Diese Systeme sind groß, teuer, brauchen viel Platz, die Qualität kann nicht gut überwacht werden. Und wenn man mit komplexen chemischen Verfahren arbeitet, dann kann es in den großen Reaktoren auch zu gefährlichen Situationen kommen – außerdem fallen hohe Kosten zum Beispiel für das Reinigen und das Entsorgen an.“

RCPE will zehn Millionen Tabletten pro Woche herstellen

Das von RCPE entwickelte Verfahren hingegen will Just-in-Time-Elemente in die Produktion einführen. Im sogenannten Durchflussverfahren flössen die Produktionsschritte im Rahmen eines definierten Prozesses ineinander.

Die Anlagen, so Khinast, ließen sich dadurch kleiner dimensionieren und 24/7 betreiben. Sie seien platzsparender und billiger in den Investitionskosten. Auch gebe es weniger Qualitätsschwankungen, während die Produktion effizienter, umweltfreundlicher und mit weniger Abfall verbunden sei. Zudem seien auch die Sicherheitsstandards höher.

Grundlage des Projekts seien 25 Jahre Wissen und Forschungserfahrung. Khinast zufolge wäre es möglich, mittels der Technologie auf weniger als 100 Quadratmetern zehn Millionen Tabletten pro Woche herzustellen.

Pilotprojekt würde Investition von bis zu 120 Millionen Euro erfordern

Das Projekt erfordere jedoch eine erhebliche Anfangsinvestition. Die geschätzten Kosten für die Pilotanlage könnten sich zwischen 40 Millionen und – laut „Kleine Zeitung“ – 120 Millionen Euro bewegen. Dieses Geld wurde allerdings nach inoffiziellen Angaben für das Befüllen der österreichischen Gasspeicher gebraucht.

Kontinuierliche Fertigungsmethoden könnten auch bei der raschen Herstellung von Medikamenten zur Behandlung einer COVID-19-Erkrankung hilfreich sein, betont Khinast. Die Gesellschafter des RCPE sind die TU Graz (65 Prozent), die KF Uni Graz (20 Prozent) sowie Joanneum Research (15 Prozent).

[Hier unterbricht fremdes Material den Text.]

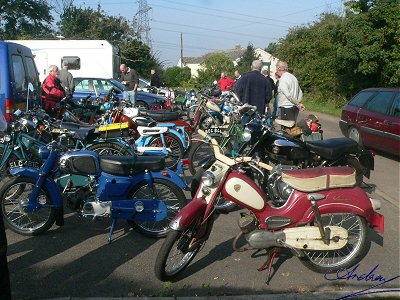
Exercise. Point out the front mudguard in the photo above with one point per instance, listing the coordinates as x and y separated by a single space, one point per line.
188 214
50 186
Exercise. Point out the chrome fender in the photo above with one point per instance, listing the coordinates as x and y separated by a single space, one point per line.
51 186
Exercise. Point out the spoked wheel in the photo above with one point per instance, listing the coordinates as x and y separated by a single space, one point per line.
199 153
174 255
349 255
173 197
108 148
173 143
14 195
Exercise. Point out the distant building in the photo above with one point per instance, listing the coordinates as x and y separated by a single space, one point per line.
234 54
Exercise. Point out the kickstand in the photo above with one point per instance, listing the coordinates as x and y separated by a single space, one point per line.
111 230
271 254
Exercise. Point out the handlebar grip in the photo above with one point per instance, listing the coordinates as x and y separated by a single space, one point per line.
264 166
202 133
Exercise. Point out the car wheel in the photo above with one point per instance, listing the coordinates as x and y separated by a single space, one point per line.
354 134
140 104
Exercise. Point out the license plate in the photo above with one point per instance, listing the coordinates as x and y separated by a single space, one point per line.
24 163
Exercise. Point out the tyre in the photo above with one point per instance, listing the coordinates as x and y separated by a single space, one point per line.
354 134
174 256
173 197
13 206
199 153
109 148
174 144
141 104
206 122
350 254
356 165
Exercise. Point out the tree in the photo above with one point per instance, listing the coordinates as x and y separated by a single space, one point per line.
246 59
176 76
25 19
88 23
212 66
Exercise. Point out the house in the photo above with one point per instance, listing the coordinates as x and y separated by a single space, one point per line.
194 63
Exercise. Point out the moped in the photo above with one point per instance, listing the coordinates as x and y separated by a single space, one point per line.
138 189
324 220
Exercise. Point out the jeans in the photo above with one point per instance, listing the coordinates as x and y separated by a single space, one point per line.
130 96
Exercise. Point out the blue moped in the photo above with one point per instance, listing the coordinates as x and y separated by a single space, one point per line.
137 189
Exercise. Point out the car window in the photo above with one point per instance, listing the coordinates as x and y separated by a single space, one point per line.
381 103
361 98
395 111
19 73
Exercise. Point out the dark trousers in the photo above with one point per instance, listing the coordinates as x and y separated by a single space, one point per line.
289 113
5 289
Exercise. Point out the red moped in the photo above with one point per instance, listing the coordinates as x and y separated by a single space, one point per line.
324 219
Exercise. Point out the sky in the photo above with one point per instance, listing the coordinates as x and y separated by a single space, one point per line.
213 25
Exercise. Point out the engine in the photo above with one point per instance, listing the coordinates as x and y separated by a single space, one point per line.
278 191
96 209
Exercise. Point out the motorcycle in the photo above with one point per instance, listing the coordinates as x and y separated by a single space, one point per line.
137 189
324 220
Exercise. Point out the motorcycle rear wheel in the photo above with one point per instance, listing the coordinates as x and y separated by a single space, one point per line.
13 204
173 197
173 257
350 254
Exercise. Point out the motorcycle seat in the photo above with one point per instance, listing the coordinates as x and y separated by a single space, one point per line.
130 165
83 133
320 178
333 148
75 126
145 122
161 116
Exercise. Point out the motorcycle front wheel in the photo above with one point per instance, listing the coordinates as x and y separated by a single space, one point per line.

Das Durchflussverfahren ist eine relativ moderne Herangehensweise in der chemischen und pharmazeutischen Industrie, einschließlich der Medikamentenherstellung. Im Durchflussverfahren finden chemische Reaktionen und Prozesse in einem kontinuierlichen Fluss von Rohstoffen statt. Herkömmliche Verfahren laufen demgegenüber in Chargen und damit diskontinuierlich ab.

Medikamente lassen sich schneller und effizienter produzieren

Vom Durchflussverfahren bei der Herstellung von Medikamenten versprechen sich Forscher mehrere Vorteile gegenüber herkömmlichen Methoden. Dazu gehört unter anderem eine präzisere Steuerung der Reaktionsbedingungen wie Temperatur, Druck und Mischverhältnisse. Dies kann zu einer höheren Produktqualität, Ausbeute und Selektivität führen.

Die kontinuierliche Natur des Durchflussverfahrens erleichtert die Kontrolle und Überwachung potenziell gefährlicher Reaktionen. Dies kann die Sicherheit für die Mitarbeiter erhöhen. Die Reaktionszeiten lassen sich aufgrund der kontinuierlichen Produktion verkürzen, zudem wird die Skalierung einfacher.

Khinast spricht auch von weltweitem Interesse an den kompakten Anlagen. Man könne diese „überall aufstellen und wie ein Franchise weltweit aufbauen“. Die Hoffnung auf eine Finanzierung hat der CEO von RCPE aber noch nicht aufgegeben. Immerhin soll es noch im Herbst neue Gespräche mit dem zuständigen Ministerium geben.